A polarizing figure in sportscasting there has never been. Hall-Of-Fame Sportscaster Joe Buck is certainly one of a kind. But it seems to have gotten to a point where hating on Joe Buck is just the ‘cool’ or trendy thing to do.
For what it’s worth, I think the guy is a great sportscaster. He has all the hallmarks of an excellent play caller over multiple sports. He lets the game breathe, he’s knowledgeable, he’s entertaining and he’s got a great voice. All those for me are checkmarks when it comes to someone I want to listen to for 3+ hours.
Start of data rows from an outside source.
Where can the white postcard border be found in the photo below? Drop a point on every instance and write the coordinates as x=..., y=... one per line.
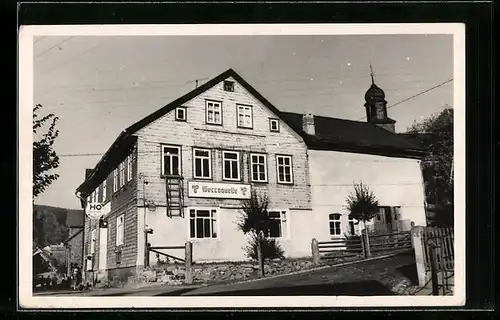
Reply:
x=25, y=168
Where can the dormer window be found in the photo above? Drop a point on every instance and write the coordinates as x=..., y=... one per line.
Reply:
x=229, y=86
x=180, y=114
x=274, y=125
x=214, y=112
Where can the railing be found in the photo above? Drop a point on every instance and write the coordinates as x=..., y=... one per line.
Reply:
x=390, y=242
x=442, y=240
x=188, y=257
x=156, y=250
x=361, y=246
x=434, y=257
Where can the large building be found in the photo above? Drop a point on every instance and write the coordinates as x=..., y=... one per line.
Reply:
x=184, y=171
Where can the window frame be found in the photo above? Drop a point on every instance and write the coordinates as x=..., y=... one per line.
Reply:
x=120, y=231
x=353, y=222
x=209, y=163
x=184, y=110
x=179, y=161
x=251, y=154
x=271, y=120
x=121, y=175
x=339, y=221
x=238, y=162
x=93, y=240
x=104, y=190
x=213, y=217
x=129, y=168
x=284, y=156
x=244, y=106
x=283, y=223
x=228, y=82
x=115, y=180
x=206, y=112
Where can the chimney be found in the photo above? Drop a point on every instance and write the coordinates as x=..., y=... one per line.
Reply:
x=387, y=126
x=308, y=124
x=87, y=173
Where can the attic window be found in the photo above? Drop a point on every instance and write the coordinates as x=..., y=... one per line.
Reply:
x=274, y=125
x=180, y=114
x=229, y=86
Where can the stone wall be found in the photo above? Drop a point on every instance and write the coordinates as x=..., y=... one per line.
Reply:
x=221, y=272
Regardless, hating on Joe Buck might become a little more difficult after this article from NPR promoting his new book, where Buck himself admits to being a “lucky bastard” during his career, and it’s hard to argue with that. NPR recently published the transcript of an interview they conducted with him here he talks about his career, being in the right place at the right time and some of the more amazing things he’s seen.
Well, I think when you do radio, like what we’re doing right now, there’s a certain amount of freedom that when you walk in and sit down and turn the mic on, it’s you. It’s all you. If I sit down in the broadcast booth and I’m doing radio, I can talk about the weather. I can talk about the popcorn vendor. I can talk about the uniforms that the two teams are wearing. I can talk about the size of the crowd, talk about who’s up in the bullpen.
When I’m doing TV, it’s more of a choreographed dance, in a way. So I’ve got to follow the pictures, or the pictures have to follow me. So there’s a little bit more of a freedom when you’re doing radio play-by-play as opposed to television. I prefer the television side of it. I started in radio. I enjoy the mental gymnastics that go along with matching voice to picture and vice versa and trying to accent the action as opposed to provide all of the action through my words. And that’s really what play-by-play is.